X-RAY DIFFRACTION ANALYSIS ON THE THICKNESS EFFECT OF γ/γ′ LATTICE MISMATCHE IN NICKEL BASE SINGLE CRYSTAL SUPERALLOY DD10

The lattice constants of the matrix phase gamma and the precipitated phase gamma' in a wafer-like nickel-base single crystal superalloy DD10 were determined by four-axis X-ray diffractometer (XRD). The variations of the lattice constants and lattice mismatches of gamma and gamma' phases in the alloy wafer with different thicknesses, i.e., different interphase restriction conditions were obtained.

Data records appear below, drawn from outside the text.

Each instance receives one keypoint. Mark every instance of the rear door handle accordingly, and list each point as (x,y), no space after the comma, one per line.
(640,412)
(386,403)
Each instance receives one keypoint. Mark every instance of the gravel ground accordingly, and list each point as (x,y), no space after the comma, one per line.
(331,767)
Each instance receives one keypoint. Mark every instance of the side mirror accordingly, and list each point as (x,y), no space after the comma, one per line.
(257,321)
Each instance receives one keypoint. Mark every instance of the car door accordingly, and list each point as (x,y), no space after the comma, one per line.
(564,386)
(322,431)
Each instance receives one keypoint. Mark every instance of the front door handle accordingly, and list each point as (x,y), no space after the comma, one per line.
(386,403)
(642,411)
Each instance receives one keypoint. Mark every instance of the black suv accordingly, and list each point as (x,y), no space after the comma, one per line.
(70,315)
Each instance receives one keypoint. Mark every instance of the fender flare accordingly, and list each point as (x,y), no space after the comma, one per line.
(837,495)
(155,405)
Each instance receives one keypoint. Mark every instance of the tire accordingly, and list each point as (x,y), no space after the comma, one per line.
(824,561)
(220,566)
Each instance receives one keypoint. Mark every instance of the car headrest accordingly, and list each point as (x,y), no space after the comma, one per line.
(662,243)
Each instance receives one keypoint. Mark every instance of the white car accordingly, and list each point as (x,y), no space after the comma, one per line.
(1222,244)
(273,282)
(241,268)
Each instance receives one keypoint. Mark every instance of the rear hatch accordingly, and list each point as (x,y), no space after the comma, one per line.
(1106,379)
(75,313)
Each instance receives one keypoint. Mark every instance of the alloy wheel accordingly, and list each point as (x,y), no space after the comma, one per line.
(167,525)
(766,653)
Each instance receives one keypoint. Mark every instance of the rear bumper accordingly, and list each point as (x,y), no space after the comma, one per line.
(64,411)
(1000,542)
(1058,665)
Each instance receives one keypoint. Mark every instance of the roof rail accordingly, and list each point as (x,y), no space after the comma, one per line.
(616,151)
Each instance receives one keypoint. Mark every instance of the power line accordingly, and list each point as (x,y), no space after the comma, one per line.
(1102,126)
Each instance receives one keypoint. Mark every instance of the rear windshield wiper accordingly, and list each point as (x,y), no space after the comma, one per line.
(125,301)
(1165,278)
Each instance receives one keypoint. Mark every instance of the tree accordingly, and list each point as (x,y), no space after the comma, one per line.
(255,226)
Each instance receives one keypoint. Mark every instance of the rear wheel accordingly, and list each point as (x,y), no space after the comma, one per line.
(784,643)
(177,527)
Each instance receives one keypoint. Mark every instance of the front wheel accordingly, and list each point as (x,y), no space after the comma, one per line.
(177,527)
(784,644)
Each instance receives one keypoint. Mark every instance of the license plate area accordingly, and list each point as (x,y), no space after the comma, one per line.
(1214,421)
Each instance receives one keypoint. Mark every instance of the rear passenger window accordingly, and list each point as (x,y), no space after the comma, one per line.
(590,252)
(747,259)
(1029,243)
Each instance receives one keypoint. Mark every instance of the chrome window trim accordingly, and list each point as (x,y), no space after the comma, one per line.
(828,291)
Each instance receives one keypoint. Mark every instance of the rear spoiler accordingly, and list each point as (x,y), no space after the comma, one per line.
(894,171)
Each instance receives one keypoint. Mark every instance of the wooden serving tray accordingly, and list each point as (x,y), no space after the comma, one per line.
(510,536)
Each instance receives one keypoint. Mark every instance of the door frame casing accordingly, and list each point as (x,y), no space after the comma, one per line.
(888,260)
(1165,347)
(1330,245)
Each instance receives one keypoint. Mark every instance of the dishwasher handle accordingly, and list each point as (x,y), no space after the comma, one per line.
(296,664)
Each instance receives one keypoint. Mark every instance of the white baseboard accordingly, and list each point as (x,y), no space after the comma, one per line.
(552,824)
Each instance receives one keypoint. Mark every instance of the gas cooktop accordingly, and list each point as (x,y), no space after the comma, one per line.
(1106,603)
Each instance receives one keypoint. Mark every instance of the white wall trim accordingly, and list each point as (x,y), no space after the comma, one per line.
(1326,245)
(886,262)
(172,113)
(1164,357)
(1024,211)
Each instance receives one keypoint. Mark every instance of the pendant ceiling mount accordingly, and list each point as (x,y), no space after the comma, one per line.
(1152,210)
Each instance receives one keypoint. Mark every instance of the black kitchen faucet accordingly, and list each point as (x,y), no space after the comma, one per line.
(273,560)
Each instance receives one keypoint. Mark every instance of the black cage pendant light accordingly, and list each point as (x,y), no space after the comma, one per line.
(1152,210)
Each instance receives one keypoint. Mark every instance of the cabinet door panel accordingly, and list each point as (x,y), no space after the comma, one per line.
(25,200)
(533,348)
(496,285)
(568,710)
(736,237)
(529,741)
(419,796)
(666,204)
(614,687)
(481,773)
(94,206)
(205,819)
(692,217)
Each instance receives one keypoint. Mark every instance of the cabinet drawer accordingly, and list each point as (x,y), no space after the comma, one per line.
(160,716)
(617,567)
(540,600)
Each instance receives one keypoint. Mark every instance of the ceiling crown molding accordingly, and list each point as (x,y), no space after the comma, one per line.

A critical thickness of the alloy wafer to reach an unstable stress state was defined based on the observed changes of lattice mismatch associated with a transformation of stress state from the 3D bulk state to 2D plane state. The lattice mismatches corresponding to different mismatch stress states were calculated. The lattice constants of the gamma and gamma' phases under a relaxed non-mismatch stress state were evaluated based on certain assumptions. The results showed that after the thickness of the alloy wafer reached the critical value, the lattice constant of the gamma' phase decreased linearly with the decrease of the thickness, whereas that of the gamma phase kept nearly constant, resulting in a linear increase of the absolute value of lattice mismatch. Accompanied with the thinning process, the crystal lattice misorientation and the mosaicity increased, the gamma/gamma' interphase restraint reduced and the interphase stress relaxed, and the measured stress state changed to the plane state. The estimated critical thickness and the lattice constants under non-mismatch stress state could provide references for the design of the components and the measurement of the residual stress in the superalloy.